0076/HAAC/01-2023/pl/P
Vendredi, le ministre ukrainien des Affaires étrangères a salué la création du tribunal spécial chargé de juger le crime d’agression contre l’Ukraine, présenté comme « le point de non-retour » dans la quête de justice internationale. Trente-six pays ont officiellement rejoint cette initiative visant à traduire Vladimir Poutine devant une juridiction internationale. Pourtant, cette démarche soulève une question fondamentale : celle du deux poids deux mesures dans l’application du droit international.
Car si l’agression russe en Ukraine mobilise une coalition judiciaire, d’autres crimes présumés restent sans suite. Benjamin Netanyahu, accusé par de nombreux observateurs et ONG de mener une politique assimilée à un génocide contre les Palestiniens, continue de bénéficier d’une impunité quasi totale. Ses offensives militaires, ses attaques contre Gaza et ses incursions dans les pays voisins n’ont jamais donné lieu à la mise en place d’un tribunal international spécifique.
De même, Donald Trump, qui a ordonné des frappes en Iran ayant causé des milliers de morts, n’a jamais été inquiété par une quelconque juridiction internationale. Ces actions, qualifiées par certains experts de violations flagrantes du droit international, n’ont pas suscité la même mobilisation que celle observée contre Moscou.

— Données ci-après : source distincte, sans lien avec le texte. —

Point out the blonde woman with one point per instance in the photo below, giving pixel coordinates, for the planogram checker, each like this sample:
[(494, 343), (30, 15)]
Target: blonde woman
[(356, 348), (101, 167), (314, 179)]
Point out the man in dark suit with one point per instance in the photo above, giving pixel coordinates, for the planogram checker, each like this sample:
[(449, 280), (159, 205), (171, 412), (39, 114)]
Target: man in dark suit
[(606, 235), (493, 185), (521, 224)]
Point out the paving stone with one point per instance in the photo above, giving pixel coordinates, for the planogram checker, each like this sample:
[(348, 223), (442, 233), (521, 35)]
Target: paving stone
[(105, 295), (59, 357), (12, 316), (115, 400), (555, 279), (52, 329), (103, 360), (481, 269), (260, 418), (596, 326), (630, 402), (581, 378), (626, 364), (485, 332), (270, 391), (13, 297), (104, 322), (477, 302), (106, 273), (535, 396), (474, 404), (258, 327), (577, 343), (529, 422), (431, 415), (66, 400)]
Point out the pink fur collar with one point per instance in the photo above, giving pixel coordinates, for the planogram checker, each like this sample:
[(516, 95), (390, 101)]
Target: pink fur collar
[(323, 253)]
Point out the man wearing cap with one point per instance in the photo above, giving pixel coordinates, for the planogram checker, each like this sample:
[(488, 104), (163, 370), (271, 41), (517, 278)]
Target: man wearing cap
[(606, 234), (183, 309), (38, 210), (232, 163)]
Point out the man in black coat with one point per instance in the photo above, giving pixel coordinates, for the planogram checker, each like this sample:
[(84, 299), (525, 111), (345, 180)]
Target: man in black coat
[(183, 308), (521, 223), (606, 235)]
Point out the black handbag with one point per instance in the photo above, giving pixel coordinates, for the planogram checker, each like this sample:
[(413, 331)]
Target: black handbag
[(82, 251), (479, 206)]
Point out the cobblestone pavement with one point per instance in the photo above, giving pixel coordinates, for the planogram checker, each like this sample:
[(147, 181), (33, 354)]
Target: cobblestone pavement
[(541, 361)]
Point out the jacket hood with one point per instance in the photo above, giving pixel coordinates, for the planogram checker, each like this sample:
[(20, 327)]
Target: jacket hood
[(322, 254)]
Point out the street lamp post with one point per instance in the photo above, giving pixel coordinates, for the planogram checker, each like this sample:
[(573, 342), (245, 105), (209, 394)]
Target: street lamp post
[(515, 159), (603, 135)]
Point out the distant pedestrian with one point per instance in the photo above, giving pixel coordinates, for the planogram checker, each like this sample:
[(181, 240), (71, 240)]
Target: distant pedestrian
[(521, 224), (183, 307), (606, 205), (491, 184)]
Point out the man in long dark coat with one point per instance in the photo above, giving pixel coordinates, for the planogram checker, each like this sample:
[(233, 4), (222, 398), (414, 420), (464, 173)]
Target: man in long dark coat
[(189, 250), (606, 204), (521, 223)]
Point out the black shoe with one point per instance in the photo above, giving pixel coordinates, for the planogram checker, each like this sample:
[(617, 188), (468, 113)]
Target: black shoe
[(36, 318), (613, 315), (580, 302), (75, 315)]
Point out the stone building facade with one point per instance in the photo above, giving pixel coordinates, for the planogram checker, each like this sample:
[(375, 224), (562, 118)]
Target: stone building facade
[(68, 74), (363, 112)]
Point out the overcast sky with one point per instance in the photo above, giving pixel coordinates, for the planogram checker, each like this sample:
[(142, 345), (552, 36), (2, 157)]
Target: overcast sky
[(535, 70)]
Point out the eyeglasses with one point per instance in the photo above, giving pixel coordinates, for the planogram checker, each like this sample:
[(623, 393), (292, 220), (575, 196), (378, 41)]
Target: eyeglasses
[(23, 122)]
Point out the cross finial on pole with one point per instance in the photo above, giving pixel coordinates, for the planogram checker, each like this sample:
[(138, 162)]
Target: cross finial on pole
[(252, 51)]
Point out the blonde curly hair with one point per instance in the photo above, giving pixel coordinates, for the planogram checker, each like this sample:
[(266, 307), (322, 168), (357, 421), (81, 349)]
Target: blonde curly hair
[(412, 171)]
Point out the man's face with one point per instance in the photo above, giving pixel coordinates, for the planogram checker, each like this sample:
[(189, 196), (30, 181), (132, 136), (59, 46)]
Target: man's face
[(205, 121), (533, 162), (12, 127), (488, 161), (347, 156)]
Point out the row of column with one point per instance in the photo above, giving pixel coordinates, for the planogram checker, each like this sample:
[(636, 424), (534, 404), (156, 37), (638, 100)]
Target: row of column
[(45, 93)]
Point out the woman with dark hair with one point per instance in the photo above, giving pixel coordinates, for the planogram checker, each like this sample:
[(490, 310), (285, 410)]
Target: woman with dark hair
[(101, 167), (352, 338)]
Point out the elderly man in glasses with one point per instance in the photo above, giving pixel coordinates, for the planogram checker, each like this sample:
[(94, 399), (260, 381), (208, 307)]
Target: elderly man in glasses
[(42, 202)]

Cette asymétrie révèle une hypocrisie persistante dans la gouvernance mondiale : la justice internationale semble s’activer uniquement lorsque les intérêts des grandes puissances occidentales sont en jeu. Les victimes palestiniennes ou iraniennes, elles, restent invisibles dans les mécanismes de sanction.
Le tribunal contre Poutine est certes un pas important vers la responsabilisation des dirigeants, mais il met en lumière l’absence de cohérence et d’universalité dans l’application du droit. Tant que Netanyahu et Trump ne seront pas poursuivis pour leurs propres crimes présumés, l’idée d’une justice internationale impartiale restera une illusion.